Laurie Russell, chief executive of the Wise Group, says: "They [the life coach] can be quite firm, which [ex-offenders] probably wouldn't take from a professional worker. But the individual has to take responsibility for being an offender, and to make that psychological leap in order to change their lifestyle."

Reoffending rates in Scotland have remained stubbornly high over the last decade. An independent evaluation of the Routes Out of Prison project by the University of Edinburgh found that of the 1,500 ex-offenders helped between 2008 and 2010 40% have reoffended. This compared with a national recidivism rate of 44%. Many went into employment, training or education or were supported out of homelessness and into drug rehabilitation services.

It costs around ?35,000 a year to keep someone in prison. In contrast, a life coach costs ?2,100. "The reoffending rates for Scotland are horrendous, but there is also a clear economic argument for this [project]," Russell points out.

The Scottish government has recognised the value of the scheme and last year channelled ?75,000 into it.

McGinley, 50, says his experience is an important element of the success of the project in creating common ground between coach and client: "I'll tell a client anything about my life because, sometimes, if they have dark in their life they need to hear dark in your life to bring it out.

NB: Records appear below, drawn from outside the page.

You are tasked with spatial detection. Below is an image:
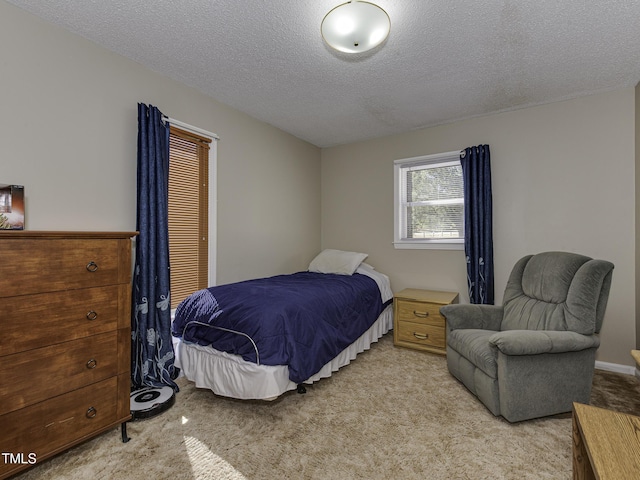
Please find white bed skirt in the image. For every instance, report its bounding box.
[173,305,393,400]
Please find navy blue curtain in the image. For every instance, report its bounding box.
[132,103,178,391]
[460,145,494,304]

"A probation officer will tell them what to do, but all their lives they have been fighting authority figures telling them what to do. In my experience, the best way to progress is to say, 'You need to find your way to progress.' I'll pull out from them the way they want to do it, and then I'll source how to do it."

McGinley describes how Burrows wanted to change when he first met him but couldn't meet the demands agencies wanted before they would authorise his entry into a detoxification programme. "Billy wanted to come away from all drugs. I spoke to his social worker but she wanted Billy to do A to Z before he would be allowed to go into rehab. But I told her it had to be Billy's way," says McGinley.

"My belief is the quicker you get someone through the door at rehab when they step up to the mark, the more success you will get with them."

With McGinley's help, Burrows got a place in an abstinence-based rehabilitation programme. Previously, Burrows had been regulating his drug usage by being arrested. "I would go shoplifting which would either help me to get more drugs or, the positive outcome, it would get me back into prison," he explains.

"Prison kept me alive. Any time I was at death's door I would go in there and have a drying out period."

Burrows says his greatest pleasure now is being reconciled with his children, which he never thought possible. "I used to walk past my daughter in the street and not acknowledge her. Part of me thought I don't want anyone to see the wee lassie talking to a drug dealer and junkie; but part of me just didn't want to know because she would get in the way of my drugs.

"I thought my kids would hate me, because I hated myself for not being there and for using drugs in front of them. The first day I met my daughter again, I was just blown away."

Burrows is now looking for voluntary work: "I would like to do for someone what Allan has done for me."

For McGinley, being a life coach has improved his self-esteem and self-respect after decades of gang violence and selling drugs to support his habit. But the real reward, he says, is seeing the transformation in the people he helps. "I love it when you see that they get a flush of colour back on their face, you get half a smile and the death mask is gone. It's so overwhelming to be able to do that for someone."